PCR for C. trachomatis DNA sequences offered improvements in sensitivity and specificity over hybridization systems. We and others developed PCR-based C. trachomatis and C. pneumoniae-targeted detection systems (Citation22,Citation23), most of which targeted the chlamydial omp1 gene or the C. trachomatis plasmid for amplification. Many of the initial PCR-based studies that were performed to examine if chlamydial DNA is present in synovia of ReA patients gave inconsistent results. Some showed DNA from C. trachomatis at high frequency in ReA patient samples (Citation23–25), while others found a low rate or total absence of PCR positivity (Citation26). One study showed that the source of material assayed (i.e. synovial fluid versus synovial tissue) is critical, because synovial tissue, not fluid, is the site of long-term residence for the organism in the joint (Citation22). Later studies further demonstrated that the organisms reside below the synovial lining and that monocytic cells are their primary host cells (Citation27). Further PCR-based studies by our group and others established that DNA from C. trachomatis is present at high frequency in the joints of patients with chronic CiReA (Citation28).

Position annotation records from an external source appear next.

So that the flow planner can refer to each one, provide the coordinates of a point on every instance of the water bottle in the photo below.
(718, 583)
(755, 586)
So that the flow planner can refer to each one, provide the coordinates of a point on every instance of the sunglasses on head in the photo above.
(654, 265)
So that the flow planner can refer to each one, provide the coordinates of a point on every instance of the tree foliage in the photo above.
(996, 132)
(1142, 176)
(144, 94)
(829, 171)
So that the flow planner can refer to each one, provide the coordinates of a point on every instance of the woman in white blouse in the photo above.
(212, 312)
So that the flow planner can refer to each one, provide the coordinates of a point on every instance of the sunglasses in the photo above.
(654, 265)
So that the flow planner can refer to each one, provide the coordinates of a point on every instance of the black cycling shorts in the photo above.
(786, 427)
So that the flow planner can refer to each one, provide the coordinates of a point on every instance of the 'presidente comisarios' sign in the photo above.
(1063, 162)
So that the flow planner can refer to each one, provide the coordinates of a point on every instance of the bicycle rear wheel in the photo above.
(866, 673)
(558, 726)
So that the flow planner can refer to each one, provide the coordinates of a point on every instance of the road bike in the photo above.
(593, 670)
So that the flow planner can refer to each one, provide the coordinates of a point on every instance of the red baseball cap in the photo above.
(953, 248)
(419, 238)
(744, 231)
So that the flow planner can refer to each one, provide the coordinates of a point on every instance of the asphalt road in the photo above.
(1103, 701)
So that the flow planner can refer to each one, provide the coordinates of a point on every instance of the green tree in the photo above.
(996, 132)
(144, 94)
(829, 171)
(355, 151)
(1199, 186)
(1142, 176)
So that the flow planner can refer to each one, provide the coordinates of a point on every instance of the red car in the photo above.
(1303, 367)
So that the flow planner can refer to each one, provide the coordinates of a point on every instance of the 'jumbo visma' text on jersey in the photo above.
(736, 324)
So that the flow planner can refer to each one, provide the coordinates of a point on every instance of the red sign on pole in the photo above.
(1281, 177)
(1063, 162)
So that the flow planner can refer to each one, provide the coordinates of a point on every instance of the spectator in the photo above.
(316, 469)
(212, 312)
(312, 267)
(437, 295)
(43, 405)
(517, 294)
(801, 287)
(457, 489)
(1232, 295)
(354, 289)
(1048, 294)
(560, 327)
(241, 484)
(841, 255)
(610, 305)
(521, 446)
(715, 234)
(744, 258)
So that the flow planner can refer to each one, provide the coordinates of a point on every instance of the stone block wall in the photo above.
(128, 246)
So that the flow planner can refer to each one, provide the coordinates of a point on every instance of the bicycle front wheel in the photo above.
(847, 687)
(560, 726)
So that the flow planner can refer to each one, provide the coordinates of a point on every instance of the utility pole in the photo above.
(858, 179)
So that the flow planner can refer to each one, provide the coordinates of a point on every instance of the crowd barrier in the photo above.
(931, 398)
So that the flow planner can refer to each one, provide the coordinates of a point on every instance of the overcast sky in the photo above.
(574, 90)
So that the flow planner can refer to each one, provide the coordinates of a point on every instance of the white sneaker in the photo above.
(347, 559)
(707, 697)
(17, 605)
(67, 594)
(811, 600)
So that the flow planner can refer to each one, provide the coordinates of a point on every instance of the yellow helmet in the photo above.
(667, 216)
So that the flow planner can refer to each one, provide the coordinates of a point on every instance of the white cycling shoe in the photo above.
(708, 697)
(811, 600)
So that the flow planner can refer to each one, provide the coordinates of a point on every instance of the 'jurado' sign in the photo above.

Chlamydiae are mucosal pathogens, and their primary target host cell type during an initial infection is epithelial or epithelial-like cells. However, C. pneumoniae has been shown to infect many other cell types, including vascular endothelial cells, smooth muscle cells, monocytic cells, and others (Citation29–31); C. trachomatis also can infect cell types other than those in epithelia, including fibroblasts (Citation32). By standard description, C. trachomatis undergoes a biphasic developmental cycle that is thought to be transcriptionally controlled (Citation33). The cycle is initiated when EB, the extracellular form of the organism, bind to the target host cell. Once bound, EB are brought into a membrane-bound cytoplasmic inclusion within which they spend their intracellular lifecycle. During the first few hours in the inclusion, each EB undergoes a transcriptionally governed developmental process yielding the vegetative growth form of the organism, the RB, which then undergoes seven to eight cell divisions. Near the termination of the cycle, most RB differentiate back to EB, which are released from the cell by exocytosis or cell lysis, thus propagating the infection to other cells (Citation34). In HeLa or HEp-2 cells, the entire cycle requires about 48 hours to complete for C. trachomatis and approximately 72 hours for C. pneumoniae.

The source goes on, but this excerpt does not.